O preceito de que a criatividade ajuda a vender é questionável. No artigo The Rising Cost of Customer Attention, Thales S. Teixeira mostra como três anúncios diferentes, da mesma marca e veiculados no mesmo contexto, tiveram performances diferentes — existe uma correlação entre a “criatividade” (view and entertainment) e as intenções de compra, mas ela não é linear. Não significa que quanto mais criativo ou memorável um anúncio, mais ele ajuda a vender.
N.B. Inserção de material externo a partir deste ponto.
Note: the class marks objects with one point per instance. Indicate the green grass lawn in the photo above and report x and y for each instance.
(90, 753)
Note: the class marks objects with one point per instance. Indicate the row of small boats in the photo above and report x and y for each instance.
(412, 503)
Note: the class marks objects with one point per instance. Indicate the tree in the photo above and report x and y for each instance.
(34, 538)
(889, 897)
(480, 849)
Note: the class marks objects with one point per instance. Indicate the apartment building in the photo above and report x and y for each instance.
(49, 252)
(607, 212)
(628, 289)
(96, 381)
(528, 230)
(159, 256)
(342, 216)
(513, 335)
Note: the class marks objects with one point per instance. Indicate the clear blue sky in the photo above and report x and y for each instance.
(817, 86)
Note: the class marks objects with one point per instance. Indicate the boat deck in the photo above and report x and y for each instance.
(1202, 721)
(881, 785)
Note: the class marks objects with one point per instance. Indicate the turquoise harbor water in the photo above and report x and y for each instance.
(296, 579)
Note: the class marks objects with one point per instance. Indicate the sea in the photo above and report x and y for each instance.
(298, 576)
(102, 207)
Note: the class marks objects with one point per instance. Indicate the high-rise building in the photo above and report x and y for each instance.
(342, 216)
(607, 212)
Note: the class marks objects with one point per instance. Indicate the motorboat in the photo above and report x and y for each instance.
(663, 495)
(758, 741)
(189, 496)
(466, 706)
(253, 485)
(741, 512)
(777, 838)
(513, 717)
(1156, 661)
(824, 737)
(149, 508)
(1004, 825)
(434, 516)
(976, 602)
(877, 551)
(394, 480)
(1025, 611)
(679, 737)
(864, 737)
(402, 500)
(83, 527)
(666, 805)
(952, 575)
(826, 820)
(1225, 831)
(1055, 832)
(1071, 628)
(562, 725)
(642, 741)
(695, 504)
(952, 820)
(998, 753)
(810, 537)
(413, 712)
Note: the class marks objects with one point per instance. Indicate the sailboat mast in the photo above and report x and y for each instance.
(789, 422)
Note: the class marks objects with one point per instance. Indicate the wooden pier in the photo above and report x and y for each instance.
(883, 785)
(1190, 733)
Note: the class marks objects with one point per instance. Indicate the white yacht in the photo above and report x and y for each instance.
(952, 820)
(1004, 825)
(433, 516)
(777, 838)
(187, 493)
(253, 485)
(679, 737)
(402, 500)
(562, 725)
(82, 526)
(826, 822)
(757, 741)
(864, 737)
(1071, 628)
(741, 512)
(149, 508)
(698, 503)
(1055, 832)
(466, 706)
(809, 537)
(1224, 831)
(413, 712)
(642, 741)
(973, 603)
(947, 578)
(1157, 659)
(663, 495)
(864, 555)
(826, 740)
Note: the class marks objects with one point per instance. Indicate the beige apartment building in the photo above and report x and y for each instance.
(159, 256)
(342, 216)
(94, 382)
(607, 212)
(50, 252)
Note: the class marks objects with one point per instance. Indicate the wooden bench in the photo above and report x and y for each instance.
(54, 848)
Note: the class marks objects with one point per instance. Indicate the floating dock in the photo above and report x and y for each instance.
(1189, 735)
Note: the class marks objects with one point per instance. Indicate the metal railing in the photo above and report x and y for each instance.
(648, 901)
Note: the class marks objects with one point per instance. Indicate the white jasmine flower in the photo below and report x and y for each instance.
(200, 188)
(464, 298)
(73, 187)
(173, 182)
Há uma adversidade iminente mais grave para obsolescência da criatividade. Nunca questionamos o fato de que o decisor possui um cérebro biológico suscetível a esses truques psicológicos. Aos poucos, isto vai deixando de ser verdade. A tendência é que os algoritmos façam escolhas por nós. Há quem ache este cenário absurdo: “Nunca vou deixar uma máquina decidir por mim”.

De fato, é mais confortável aceitar que uma máquina pode decidir por uma grande corporação do que na vida pessoal. Eu, particularmente, vou ser o primeiro a delegar todas as decisões banais para meu algoritmo favorito. Já faço isso. Todo mundo já faz isto e não percebe. Quantas pessoas você conhece que não usam o Google Maps ou Waze? Se esse algoritmo quisesse atrair mais pessoas para um negócio específico, não poderia divergir o trânsito uma ou duas quadras acima, valorizando aquele ponto comercial que antes era fora de rota? Ou vai me dizer que você traça todos os seus caminhos na mão e nunca aceita as rotas sugeridas?
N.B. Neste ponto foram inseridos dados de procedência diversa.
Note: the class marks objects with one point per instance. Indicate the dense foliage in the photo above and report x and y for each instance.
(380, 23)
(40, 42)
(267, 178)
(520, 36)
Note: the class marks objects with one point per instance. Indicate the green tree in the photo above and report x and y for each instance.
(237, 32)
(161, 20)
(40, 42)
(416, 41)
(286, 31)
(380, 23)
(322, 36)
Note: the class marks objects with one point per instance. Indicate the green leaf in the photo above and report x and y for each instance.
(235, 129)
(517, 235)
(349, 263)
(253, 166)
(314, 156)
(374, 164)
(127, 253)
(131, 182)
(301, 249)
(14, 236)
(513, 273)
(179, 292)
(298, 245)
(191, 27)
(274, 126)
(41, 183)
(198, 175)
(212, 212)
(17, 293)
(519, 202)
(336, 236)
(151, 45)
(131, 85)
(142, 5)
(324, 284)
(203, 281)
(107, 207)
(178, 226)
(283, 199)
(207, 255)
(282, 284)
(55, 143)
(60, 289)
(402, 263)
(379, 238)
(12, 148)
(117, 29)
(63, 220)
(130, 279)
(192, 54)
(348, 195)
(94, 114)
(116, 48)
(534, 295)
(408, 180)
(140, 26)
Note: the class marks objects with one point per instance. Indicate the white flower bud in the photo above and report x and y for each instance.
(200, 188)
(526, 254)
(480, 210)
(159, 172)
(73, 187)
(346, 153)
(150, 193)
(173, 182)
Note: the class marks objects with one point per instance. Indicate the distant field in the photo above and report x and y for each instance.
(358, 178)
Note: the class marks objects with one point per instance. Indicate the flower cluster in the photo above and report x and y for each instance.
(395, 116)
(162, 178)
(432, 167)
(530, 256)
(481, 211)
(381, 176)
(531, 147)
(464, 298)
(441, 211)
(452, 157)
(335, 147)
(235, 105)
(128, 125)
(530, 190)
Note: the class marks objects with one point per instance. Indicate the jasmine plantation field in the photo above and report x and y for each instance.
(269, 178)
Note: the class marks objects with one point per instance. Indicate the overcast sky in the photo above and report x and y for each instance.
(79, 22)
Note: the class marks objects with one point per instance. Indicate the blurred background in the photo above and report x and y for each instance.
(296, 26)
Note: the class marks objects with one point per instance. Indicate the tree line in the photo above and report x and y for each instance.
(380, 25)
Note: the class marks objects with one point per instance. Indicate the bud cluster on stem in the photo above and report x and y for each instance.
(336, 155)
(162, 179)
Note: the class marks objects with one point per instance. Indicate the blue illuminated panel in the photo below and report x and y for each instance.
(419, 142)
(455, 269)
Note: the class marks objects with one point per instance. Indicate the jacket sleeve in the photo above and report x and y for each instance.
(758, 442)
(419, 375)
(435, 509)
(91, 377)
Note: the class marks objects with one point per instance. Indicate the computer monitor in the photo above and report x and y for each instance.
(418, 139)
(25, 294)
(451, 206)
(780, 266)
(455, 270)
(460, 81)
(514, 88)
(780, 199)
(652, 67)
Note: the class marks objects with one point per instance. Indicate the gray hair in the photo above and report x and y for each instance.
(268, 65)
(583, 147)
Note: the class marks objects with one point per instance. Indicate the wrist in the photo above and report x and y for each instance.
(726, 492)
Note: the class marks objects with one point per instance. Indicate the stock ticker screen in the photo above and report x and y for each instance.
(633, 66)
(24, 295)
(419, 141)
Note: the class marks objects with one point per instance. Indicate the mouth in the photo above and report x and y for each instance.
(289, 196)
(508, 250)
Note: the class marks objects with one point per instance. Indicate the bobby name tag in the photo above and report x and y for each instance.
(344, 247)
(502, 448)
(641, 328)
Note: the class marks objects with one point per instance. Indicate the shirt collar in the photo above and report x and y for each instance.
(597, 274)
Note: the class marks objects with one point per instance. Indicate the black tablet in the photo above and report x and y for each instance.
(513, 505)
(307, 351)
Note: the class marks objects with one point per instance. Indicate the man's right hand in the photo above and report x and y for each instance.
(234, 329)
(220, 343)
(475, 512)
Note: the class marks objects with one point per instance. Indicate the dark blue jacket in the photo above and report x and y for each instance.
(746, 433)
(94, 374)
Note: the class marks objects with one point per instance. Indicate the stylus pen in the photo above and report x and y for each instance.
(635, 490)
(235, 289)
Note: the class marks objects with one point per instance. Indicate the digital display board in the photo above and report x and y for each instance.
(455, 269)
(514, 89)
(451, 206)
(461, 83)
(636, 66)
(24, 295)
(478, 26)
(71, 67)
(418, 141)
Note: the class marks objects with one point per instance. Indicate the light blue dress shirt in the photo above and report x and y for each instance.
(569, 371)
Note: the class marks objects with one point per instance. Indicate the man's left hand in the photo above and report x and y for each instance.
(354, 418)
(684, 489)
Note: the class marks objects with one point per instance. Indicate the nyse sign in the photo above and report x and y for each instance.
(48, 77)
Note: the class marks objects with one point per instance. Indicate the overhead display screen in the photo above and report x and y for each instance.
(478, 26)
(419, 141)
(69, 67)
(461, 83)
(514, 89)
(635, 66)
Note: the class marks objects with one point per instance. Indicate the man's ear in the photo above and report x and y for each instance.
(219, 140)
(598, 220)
Outro dia encontrei um prenúncio ainda mais urgente desta realidade, num artigo da Silvia Quintanilha, aqui no Meio & Mensagem, sobre as buscas realizadas por comando de voz em assistentes como Siri, Cortana, Alexa e Bixby: “85% dos usuários que utilizam esses assistentes dizem que compraram a primeira marca oferecida pelo dispositivo, em vez da específica inicialmente solicitada.”
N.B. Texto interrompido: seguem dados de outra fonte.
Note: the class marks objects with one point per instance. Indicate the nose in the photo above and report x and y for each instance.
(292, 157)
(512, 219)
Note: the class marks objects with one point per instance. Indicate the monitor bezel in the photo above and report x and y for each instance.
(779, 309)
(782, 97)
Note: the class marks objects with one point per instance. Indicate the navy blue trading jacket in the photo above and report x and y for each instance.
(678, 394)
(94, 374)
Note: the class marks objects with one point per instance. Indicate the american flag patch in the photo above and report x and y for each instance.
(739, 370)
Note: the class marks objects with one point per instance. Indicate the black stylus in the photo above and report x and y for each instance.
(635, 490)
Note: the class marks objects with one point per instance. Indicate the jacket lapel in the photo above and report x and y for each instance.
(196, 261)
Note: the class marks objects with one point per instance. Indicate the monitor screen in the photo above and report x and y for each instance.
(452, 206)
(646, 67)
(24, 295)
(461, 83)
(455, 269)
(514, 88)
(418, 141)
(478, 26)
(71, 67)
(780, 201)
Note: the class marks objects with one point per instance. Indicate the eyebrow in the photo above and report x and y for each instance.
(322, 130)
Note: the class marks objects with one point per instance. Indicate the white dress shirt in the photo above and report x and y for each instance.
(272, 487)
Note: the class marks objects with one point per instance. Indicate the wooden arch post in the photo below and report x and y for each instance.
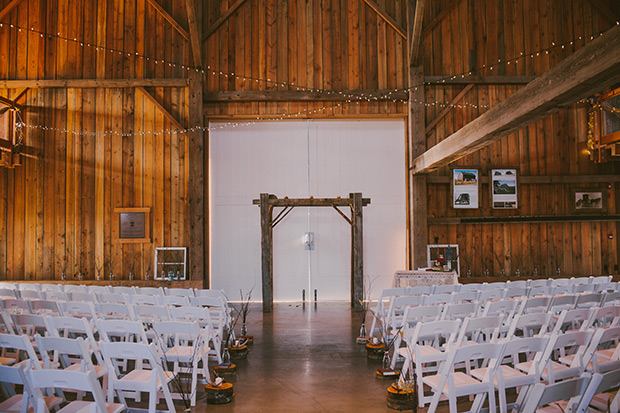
(355, 202)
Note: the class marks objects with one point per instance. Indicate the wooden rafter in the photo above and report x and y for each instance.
(162, 109)
(605, 10)
(448, 107)
(298, 95)
(222, 19)
(416, 32)
(388, 19)
(194, 31)
(439, 18)
(9, 8)
(92, 83)
(182, 31)
(593, 68)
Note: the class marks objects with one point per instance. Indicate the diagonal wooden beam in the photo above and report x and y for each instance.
(169, 18)
(194, 32)
(448, 108)
(416, 32)
(439, 18)
(162, 109)
(591, 69)
(388, 19)
(222, 19)
(605, 10)
(9, 8)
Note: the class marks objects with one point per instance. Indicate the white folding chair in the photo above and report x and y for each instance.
(85, 381)
(184, 346)
(154, 380)
(426, 348)
(459, 311)
(508, 376)
(602, 392)
(453, 384)
(114, 311)
(569, 390)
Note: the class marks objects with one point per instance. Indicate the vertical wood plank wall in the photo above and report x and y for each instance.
(56, 211)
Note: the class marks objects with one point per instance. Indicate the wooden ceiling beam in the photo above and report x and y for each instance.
(92, 83)
(9, 8)
(175, 122)
(388, 19)
(591, 69)
(222, 19)
(194, 31)
(415, 39)
(300, 95)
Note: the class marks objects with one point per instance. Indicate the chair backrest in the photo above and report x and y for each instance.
(459, 311)
(529, 325)
(576, 319)
(62, 379)
(446, 289)
(571, 390)
(121, 330)
(480, 329)
(115, 311)
(185, 292)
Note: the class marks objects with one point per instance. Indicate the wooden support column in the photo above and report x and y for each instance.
(198, 246)
(357, 251)
(418, 234)
(266, 212)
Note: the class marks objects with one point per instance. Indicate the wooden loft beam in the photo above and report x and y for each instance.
(593, 68)
(92, 83)
(298, 95)
(169, 18)
(416, 31)
(222, 19)
(439, 18)
(448, 108)
(480, 80)
(605, 10)
(194, 31)
(9, 8)
(175, 122)
(388, 19)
Esse presságio foi confirmado por uma pesquisa recente realizada com 2.048 adultos americanos: 49% dos respondentes confiariam numa inteligência artificial para decisões de consumo. Ainda existe certa aversão aos bots, mas é estética: o tal do uncanny valley. Estamos confortáveis em deixar nossas decisões para os robôs, desde que tenhamos uma interface humana real. Na mesma pesquisa, 52% dos respondentes afirmam que se sentem frustrados quando são atendidos por um algoritmo.

(Crédito: divulgação)

As decisões de consumo por algoritmos não são um futuro distópico. Não é o fim do nosso arbítrio. Mesmo se as compras forem 100% terceirizadas por bots, os algoritmos ainda levarão em conta as reações emocionais. O Google Ads, por exemplo, utiliza as interações dos usuários para classificar a qualidade de um anúncio. No futuro, talvez o Google Maps poderá adivinhar sua opinião sobre um restaurante a partir dos dados do seu wearable.

Mesmo com a preservação das emoções, a criatividade não está a salvo. Se fosse assim, os filmes de herói não fariam sucesso repetindo extensivamente o monomito e outras fórmulas comunicacionais.

É difícil aceitar que precisaremos rever a cultura de glamour que criamos em torno da criatividade, mas esse é um passo importante para o marketing. É uma oportunidade para deixarmos de tentar hackear o consumidor e passarmos a considerar e atender suas necessidades reais.